С Дейли и Джимом Конуэем мы провели вместе не один вечер, собираясь то у меня, то около небольшого, амбарного вида дома Гиббонсов, в прошлом придорожной закусочной, пытаясь распутать, что же произошло здесь в ту страшную ночь. Я обратился к престарелому доктору Милтону Хелперну, пожалуй крупнейшему в стране специалисту по криминальной патологии; проанализировав все свидетельства, он пришел к заключению, что после такого убийства Питер не мог уйти без единой капли крови на одежде или на теле, что было зафиксировано в показаниях полиции. Я попросил нью-йоркского врача Герберта Шпигеля, известного специалиста по гипнозу, обследовать Питера, и он весьма помог в ходе вторичного судебного разбирательства, дав показания, способствовавшие оправданию парня. Мне удалось пригласить в зал суда журналистов из «Нью-Йорк таймс», не присутствовавших на первом судебном разбирательстве, что заставило теперь судью с прокурором удвоить свой пыл. Но все-таки своим освобождением Питер был обязан тончайшей реконструкции событий той страшной ночи, которую произвели Дейли и Конуэй, а также блистательной защите, которую продемонстрировал Дейли.
Я мог ликовать по поводу победы, что и сделал, но подлинное переживание воплотилось в пьесе «Сотворение мира и другие дела», написанной в период борьбы за Питера.

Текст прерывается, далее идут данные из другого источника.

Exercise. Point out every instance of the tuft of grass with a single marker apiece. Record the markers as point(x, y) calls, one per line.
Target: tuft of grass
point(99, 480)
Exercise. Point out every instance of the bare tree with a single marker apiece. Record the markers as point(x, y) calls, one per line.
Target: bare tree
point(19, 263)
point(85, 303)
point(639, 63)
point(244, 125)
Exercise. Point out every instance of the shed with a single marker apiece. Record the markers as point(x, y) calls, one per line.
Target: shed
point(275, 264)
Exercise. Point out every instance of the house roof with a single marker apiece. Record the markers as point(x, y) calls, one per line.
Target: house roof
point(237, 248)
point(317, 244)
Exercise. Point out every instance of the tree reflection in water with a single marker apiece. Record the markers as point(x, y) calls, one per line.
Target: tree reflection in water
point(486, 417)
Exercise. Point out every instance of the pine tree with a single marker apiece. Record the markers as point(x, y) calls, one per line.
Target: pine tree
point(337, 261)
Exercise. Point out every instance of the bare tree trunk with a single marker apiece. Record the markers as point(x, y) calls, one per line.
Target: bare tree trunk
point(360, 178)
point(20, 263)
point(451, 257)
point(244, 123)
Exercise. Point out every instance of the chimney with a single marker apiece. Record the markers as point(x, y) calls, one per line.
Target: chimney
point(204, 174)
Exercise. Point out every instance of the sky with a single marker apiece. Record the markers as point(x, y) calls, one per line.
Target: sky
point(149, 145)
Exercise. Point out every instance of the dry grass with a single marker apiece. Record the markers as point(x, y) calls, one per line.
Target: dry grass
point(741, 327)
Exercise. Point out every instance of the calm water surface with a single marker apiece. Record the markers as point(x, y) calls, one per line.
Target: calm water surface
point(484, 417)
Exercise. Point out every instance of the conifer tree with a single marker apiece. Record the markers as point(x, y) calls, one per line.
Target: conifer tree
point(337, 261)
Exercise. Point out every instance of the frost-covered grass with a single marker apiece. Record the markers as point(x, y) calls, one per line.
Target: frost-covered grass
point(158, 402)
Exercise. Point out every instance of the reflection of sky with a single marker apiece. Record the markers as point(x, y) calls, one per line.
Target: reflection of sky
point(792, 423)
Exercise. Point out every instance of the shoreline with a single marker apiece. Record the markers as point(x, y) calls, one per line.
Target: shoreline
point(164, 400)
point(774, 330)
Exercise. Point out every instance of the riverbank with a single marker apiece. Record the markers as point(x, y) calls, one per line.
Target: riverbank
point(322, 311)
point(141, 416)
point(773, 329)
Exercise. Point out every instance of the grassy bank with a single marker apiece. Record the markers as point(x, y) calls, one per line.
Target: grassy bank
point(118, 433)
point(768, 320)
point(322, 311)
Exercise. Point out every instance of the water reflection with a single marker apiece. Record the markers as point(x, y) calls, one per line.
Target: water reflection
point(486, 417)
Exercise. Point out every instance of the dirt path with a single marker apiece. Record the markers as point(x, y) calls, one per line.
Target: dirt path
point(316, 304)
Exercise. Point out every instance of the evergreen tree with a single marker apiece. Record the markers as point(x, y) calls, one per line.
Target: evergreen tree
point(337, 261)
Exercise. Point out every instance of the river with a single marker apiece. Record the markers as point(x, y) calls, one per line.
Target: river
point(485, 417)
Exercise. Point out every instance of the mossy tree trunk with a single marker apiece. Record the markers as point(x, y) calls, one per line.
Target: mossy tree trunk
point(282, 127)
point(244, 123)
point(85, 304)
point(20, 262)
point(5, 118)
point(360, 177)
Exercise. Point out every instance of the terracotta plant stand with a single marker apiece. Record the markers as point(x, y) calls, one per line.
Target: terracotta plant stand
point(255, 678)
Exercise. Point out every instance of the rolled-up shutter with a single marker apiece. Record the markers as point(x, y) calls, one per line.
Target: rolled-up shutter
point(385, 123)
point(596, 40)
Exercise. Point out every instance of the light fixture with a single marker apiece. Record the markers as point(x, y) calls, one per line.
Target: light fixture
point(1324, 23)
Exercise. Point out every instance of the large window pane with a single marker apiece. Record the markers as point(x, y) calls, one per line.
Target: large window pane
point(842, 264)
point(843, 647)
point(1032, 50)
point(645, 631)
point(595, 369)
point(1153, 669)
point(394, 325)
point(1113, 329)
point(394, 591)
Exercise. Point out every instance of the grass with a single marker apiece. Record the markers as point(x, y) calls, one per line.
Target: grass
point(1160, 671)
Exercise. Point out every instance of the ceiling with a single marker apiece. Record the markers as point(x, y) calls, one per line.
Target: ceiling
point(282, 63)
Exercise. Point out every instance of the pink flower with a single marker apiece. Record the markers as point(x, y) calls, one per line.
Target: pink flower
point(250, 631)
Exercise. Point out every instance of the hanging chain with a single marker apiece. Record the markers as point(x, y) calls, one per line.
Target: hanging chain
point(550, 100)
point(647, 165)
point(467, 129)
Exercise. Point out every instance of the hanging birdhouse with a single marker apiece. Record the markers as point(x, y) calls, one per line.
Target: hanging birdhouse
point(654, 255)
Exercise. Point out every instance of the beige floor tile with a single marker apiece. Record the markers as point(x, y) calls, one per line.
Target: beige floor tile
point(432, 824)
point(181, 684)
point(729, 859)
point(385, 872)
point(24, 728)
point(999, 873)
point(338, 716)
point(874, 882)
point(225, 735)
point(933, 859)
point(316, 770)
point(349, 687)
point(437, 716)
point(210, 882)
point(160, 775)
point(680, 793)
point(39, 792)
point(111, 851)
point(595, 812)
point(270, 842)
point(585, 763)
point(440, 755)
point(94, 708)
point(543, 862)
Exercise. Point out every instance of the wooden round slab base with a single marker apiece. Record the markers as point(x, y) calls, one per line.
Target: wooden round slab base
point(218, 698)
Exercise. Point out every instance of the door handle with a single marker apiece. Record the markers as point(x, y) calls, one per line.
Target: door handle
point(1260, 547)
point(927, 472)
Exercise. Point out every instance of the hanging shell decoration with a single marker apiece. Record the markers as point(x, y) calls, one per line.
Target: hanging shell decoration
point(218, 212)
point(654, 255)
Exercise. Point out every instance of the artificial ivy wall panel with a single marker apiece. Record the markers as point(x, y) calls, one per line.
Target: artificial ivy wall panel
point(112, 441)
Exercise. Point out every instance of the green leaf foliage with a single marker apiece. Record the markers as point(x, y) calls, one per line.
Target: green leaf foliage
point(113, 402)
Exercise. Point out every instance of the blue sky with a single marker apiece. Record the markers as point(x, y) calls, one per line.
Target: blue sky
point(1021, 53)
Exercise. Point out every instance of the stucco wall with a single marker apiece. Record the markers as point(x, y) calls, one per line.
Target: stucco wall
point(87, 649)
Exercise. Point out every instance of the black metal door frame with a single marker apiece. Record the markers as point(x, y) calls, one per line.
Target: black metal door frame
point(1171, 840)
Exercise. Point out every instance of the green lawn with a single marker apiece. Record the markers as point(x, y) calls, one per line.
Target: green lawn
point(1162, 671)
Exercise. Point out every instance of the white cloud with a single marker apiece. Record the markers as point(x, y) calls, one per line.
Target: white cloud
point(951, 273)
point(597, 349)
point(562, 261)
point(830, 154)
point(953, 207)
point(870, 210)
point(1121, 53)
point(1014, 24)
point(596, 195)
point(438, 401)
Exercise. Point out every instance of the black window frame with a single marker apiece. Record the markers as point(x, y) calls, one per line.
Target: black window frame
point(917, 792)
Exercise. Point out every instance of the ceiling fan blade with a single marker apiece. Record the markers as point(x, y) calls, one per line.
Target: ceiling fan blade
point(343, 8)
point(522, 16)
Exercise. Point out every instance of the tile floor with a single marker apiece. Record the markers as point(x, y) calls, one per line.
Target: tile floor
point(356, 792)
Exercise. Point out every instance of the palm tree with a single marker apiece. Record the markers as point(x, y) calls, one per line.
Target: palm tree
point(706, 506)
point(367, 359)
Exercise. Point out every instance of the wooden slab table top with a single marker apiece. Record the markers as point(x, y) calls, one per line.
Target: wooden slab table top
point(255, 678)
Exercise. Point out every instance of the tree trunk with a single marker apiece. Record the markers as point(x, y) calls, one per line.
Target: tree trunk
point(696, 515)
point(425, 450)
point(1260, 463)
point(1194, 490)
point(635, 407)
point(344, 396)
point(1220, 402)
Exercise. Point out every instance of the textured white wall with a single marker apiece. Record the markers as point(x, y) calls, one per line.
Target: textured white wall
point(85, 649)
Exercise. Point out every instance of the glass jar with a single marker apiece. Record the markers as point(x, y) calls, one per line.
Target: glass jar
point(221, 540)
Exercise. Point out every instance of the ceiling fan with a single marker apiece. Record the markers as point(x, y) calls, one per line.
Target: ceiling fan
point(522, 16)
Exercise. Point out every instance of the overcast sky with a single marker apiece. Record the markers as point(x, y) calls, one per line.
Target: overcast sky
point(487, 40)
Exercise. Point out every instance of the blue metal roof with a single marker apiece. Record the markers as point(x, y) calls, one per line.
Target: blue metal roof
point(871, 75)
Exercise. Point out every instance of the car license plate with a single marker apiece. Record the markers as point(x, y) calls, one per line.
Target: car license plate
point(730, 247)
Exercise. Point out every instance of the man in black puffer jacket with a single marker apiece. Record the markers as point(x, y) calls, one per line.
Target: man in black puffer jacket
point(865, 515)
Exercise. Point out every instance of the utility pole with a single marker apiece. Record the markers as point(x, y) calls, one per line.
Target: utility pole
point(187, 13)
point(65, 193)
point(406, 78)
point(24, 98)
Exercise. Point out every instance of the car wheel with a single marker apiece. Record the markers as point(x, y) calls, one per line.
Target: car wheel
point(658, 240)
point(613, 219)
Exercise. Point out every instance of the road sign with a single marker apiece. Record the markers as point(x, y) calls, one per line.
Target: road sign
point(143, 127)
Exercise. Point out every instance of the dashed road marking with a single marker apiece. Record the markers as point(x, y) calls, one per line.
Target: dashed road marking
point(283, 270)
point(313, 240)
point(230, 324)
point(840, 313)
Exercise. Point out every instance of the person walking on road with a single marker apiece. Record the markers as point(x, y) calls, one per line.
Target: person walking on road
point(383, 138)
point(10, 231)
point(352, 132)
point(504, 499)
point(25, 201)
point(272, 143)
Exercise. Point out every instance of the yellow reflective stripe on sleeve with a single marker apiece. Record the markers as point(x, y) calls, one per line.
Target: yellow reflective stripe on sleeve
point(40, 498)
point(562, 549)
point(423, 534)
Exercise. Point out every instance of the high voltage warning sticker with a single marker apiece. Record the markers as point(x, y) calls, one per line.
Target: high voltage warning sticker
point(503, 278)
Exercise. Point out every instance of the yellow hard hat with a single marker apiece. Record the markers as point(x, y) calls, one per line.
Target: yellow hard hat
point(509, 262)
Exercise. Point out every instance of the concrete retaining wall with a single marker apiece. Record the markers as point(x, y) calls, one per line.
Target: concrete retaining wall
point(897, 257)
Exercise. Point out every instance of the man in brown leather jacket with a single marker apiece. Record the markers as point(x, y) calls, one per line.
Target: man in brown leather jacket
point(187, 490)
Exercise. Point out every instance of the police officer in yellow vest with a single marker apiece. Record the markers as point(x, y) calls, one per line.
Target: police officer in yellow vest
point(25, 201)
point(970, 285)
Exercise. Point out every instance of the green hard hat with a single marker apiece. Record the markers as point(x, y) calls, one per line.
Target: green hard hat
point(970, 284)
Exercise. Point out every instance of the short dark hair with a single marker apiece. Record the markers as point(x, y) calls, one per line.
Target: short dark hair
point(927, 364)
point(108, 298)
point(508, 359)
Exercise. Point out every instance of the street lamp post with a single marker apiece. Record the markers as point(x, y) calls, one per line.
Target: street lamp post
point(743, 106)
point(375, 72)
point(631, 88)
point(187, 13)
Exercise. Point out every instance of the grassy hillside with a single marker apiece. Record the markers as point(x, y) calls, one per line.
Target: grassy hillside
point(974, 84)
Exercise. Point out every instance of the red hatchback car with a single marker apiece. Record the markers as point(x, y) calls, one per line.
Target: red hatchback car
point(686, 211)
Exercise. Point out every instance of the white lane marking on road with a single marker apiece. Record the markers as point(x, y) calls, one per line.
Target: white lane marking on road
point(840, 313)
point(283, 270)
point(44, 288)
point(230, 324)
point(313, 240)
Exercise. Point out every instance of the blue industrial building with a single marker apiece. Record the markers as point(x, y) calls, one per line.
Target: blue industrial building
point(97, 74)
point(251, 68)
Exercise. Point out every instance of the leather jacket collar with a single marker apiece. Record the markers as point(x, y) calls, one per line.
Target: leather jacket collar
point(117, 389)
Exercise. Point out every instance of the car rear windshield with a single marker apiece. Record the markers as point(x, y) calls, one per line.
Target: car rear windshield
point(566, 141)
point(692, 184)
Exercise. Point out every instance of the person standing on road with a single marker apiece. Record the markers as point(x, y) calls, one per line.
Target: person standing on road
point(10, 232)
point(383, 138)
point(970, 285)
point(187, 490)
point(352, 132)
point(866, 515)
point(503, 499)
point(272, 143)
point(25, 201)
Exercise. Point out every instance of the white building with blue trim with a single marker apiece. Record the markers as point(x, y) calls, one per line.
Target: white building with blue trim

Как и «Цена», созданная в разгар войны в шестидесятые годы, пьеса «Сотворение мира», прообразом которой является Книга Бытия, посвящена тайне братоубийства, которая здесь предстает как нечто свойственное природе человека. На фоне жизни обыкновенной семьи, далекой от социальных потрясений, пьеса в братоубийстве — первой дилемме и открывающем Библию событии — ищет надежду в человеке. Во всей сложности встает вопрос глубоко скрытой борьбы двух братьев за материнскую любовь, а значит, за любовь Бога. Истинно любящие и практичные Адам и Ева, не веря своим глазам, смотрят на убитого Авеля и нераскаивающегося Каина, испытывая ужас за свою жизнь под Богом, который не только допускает подобное, но, видимо, задумал человечество, чтобы увековечить их. По пьесе, катастрофа спровоцирована природой человека: в самом братстве он впервые познает вкус убийства себе подобных. Защитой, если она вообще есть, против тикающего внутри нас взрывного механизма едва ли может послужить нечто иное, кроме обращенных Адамом к жене, Еве, исполненной ненависти к поступку Каина, и к сыну слов: «Проси у нее прощения! Каин, мы окружены зверями! И Бог больше не придет! Мальчик, кроме нас, некому взять на себя ответственность — проси у нее прощения!» Ухмыляющийся и ненаказанный Каин, твердо ступая, уходит в изгнание, а отец вопиет в сумеречной пустыне: «Смилуйся!» Но крик Адама — это тоже общечеловеческое.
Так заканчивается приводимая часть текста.